How do you know if someone went to Oxford? “They tell you.”

It’s a Paul Whitehouse line and it’s true: sooner or later, they tell you. Unsolicited. No real context. They just pop it in the conversation, a tic of vanity, and leave you to be awed – at dinner parties, waiting rooms, funerals, train journeys, wherever.

What are you meant to say? Why do they feel compelled to flaunt this? They seem never to have left those dreaming spires.

There is still an assumption that Oxbridge is the place our “best” pupils should aspire to. So they apply like billyho – 20,000 applications for 3,200 places this year.

Interviews begin this week. Off they go, all brilliant, all groomed, all with that well-rehearsed, mercurial thinking. But wait a minute. Does anyone have reservations about all this?

Molly does. Molly is a state school pupil, introverted, unconfident and sensationally bright. Her teachers, of course, think they’d be mad not to take her. But someone hasn’t really been consulted in all of this. Molly.

Molly is working class. Of course that shouldn’t stop her going – high expectations and all that. Still, she has real anxieties. Is Oxbridge the right place for her? Does she have the right cultural capital? Would it involve ditching her own culture? Jon Snow has no illusions: “If you are here, you are not working class. You are now part of the elite.” Really? Molly’s not keen on elites

I was at Oxford – whoops, there we go! Shut up! In 1452. It was all a bit fusty and disorientating. The unchecked privilege, dodgy heritage culture, casual sexism, gender blindness and whopping class bias. But surely that’s all gone these days? I’m not sure. Nor is Molly.

She hears of Oxbridge’s doubtful contortions over ethnicities, of academic bullying, the lack of pastoral care, the hothouse atmosphere, those Stormzy scholarships and that nasty Steve Bannon blethering on last week in a debating chamber. And there are still not nearly enough working class students. Idle fears, says professor Stephen Toope, Cambridge’s vice-chancellor, who makes all the right noises about inclusiveness and diversity. “It falls on us to dispel the facile stereotypes of Cambridge as a bastion of privilege and self-serving elitism.”

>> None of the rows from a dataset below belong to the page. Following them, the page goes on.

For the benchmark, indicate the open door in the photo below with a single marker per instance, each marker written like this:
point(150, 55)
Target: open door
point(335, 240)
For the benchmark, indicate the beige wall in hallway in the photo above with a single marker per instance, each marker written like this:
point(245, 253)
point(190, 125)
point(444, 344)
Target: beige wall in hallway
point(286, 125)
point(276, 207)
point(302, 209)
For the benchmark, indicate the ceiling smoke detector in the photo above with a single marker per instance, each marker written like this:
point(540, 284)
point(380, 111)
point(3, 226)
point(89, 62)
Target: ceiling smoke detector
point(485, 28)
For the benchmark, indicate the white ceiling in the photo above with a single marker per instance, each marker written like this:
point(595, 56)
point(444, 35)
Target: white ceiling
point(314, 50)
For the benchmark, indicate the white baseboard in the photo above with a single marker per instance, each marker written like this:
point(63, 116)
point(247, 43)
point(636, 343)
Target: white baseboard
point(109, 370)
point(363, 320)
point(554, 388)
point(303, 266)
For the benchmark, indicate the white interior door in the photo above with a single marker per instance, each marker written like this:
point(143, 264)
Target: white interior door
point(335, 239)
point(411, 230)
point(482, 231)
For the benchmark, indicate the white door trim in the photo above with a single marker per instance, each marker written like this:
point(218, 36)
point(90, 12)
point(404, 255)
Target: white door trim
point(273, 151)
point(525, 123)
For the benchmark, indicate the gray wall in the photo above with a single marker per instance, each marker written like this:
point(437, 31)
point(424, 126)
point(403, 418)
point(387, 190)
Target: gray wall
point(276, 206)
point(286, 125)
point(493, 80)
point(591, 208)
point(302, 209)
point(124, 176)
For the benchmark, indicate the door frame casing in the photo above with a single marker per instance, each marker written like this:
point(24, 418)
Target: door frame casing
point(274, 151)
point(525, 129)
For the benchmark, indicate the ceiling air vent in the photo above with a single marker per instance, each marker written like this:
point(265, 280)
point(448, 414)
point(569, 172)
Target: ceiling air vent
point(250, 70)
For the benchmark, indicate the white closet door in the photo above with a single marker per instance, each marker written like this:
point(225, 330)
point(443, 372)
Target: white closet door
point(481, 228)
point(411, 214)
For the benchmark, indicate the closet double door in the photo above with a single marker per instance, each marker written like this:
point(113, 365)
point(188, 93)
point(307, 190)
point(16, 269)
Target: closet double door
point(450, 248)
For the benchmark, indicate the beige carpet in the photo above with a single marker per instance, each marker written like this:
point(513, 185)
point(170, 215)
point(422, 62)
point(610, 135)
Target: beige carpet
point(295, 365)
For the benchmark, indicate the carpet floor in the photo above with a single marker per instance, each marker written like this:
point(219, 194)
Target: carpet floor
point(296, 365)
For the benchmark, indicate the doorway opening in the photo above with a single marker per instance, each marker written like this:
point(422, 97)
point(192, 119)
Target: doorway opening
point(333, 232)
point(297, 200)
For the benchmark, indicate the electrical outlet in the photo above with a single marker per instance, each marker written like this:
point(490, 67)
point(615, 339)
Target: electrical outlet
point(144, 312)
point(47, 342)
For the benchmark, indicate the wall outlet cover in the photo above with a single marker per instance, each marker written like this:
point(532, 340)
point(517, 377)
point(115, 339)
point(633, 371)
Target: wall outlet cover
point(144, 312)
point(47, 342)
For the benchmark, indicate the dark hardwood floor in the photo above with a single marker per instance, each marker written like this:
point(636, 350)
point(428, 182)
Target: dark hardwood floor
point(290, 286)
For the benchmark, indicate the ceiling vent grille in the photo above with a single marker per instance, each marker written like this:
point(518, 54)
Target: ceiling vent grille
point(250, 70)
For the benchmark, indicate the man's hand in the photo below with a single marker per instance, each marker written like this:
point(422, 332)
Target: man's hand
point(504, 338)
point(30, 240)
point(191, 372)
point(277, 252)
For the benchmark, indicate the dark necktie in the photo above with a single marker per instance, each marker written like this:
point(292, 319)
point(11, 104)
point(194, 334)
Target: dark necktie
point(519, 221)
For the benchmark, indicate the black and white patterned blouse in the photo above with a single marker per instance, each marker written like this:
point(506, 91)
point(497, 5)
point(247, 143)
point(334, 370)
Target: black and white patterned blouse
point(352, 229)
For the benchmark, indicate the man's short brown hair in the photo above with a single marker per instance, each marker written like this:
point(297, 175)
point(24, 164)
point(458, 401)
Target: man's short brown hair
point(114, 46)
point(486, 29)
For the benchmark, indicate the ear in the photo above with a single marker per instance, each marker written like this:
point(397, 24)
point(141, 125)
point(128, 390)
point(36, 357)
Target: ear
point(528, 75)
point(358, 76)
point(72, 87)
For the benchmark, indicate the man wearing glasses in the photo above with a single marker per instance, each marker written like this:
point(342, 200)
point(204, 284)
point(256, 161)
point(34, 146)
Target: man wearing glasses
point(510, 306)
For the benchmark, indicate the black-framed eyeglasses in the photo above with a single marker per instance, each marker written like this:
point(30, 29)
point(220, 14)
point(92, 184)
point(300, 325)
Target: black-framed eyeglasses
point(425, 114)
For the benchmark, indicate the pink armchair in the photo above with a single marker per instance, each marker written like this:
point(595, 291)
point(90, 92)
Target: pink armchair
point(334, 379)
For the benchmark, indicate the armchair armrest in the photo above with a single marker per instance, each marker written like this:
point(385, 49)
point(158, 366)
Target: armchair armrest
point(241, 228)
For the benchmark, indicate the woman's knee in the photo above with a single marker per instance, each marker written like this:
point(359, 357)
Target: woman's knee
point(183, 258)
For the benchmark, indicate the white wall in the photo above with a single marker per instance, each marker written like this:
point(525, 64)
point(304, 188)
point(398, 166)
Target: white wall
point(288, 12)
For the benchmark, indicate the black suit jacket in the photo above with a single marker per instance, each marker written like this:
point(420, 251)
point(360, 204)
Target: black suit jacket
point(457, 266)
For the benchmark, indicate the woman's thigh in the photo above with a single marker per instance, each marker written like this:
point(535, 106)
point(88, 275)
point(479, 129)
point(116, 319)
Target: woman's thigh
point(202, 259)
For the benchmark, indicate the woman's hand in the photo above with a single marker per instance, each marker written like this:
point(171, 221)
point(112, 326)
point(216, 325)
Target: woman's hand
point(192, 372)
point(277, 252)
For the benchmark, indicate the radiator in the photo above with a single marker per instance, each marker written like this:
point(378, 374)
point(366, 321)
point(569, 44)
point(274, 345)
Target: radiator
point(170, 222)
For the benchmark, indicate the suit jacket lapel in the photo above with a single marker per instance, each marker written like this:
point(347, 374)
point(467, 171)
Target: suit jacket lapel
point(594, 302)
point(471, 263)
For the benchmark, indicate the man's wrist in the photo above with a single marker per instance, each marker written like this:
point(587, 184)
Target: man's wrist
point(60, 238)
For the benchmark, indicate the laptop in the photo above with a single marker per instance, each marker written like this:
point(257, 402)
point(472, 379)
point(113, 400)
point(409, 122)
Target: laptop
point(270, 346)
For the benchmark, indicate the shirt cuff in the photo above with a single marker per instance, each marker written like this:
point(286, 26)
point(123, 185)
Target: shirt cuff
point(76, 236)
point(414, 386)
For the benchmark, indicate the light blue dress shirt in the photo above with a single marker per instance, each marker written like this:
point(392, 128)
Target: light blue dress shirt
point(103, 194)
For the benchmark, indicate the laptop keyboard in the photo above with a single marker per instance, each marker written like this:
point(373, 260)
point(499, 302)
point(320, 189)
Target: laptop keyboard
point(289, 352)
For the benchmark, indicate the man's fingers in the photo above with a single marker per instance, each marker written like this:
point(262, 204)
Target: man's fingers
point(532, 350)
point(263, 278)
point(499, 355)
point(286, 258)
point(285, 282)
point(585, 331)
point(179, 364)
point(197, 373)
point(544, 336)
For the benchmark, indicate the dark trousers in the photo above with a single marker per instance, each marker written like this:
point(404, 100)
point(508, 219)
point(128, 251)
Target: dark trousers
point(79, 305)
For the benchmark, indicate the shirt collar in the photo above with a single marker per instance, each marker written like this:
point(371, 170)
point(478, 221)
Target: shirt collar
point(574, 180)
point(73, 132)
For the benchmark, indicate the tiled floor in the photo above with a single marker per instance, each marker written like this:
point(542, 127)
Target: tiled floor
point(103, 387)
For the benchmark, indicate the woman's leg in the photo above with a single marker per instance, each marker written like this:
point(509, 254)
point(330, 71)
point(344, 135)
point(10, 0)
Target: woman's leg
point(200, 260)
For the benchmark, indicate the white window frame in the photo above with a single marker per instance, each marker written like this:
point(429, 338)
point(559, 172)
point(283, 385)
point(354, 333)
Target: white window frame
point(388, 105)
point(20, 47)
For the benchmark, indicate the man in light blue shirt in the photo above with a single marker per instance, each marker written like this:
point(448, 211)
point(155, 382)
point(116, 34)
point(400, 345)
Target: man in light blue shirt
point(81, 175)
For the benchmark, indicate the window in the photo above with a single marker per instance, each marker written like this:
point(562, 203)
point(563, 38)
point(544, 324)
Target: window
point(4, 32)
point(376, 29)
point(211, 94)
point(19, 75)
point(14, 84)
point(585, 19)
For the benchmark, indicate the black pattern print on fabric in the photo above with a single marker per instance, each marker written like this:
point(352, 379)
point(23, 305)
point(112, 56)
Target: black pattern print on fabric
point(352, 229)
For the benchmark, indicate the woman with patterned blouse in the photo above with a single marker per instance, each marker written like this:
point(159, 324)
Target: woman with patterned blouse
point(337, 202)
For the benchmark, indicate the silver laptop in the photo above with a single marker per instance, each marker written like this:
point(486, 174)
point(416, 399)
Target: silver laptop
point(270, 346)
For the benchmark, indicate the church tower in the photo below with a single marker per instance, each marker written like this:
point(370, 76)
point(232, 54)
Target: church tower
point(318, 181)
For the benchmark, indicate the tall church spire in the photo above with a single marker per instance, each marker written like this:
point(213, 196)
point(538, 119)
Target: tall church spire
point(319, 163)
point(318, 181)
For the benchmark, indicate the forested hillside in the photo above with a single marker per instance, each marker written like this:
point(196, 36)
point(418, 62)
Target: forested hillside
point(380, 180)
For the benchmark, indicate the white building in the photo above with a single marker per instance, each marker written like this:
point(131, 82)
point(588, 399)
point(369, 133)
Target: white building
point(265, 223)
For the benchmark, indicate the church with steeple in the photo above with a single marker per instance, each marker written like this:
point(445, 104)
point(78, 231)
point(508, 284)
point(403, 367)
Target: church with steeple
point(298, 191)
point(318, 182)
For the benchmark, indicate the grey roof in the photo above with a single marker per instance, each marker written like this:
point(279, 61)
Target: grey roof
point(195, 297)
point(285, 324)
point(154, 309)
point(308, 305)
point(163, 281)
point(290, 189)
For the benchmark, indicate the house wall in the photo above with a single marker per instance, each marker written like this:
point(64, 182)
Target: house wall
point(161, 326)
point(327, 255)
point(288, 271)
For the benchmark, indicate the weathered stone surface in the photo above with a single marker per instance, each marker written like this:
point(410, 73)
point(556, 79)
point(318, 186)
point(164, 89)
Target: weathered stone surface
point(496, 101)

Yes, colleges are doing their best with state schools visits and open days, but “facile stereotypes” are not so easily dispelled. Public school presence and culture seems to be still very much in the ascendant. Oxbridge entrance is obviously still not a level playing field.
Surely we need to stop fetishizing Oxbridge. There are many other “world class” universities that Molly could choose.

  • Ian Whitwham is a former inner city London teacher.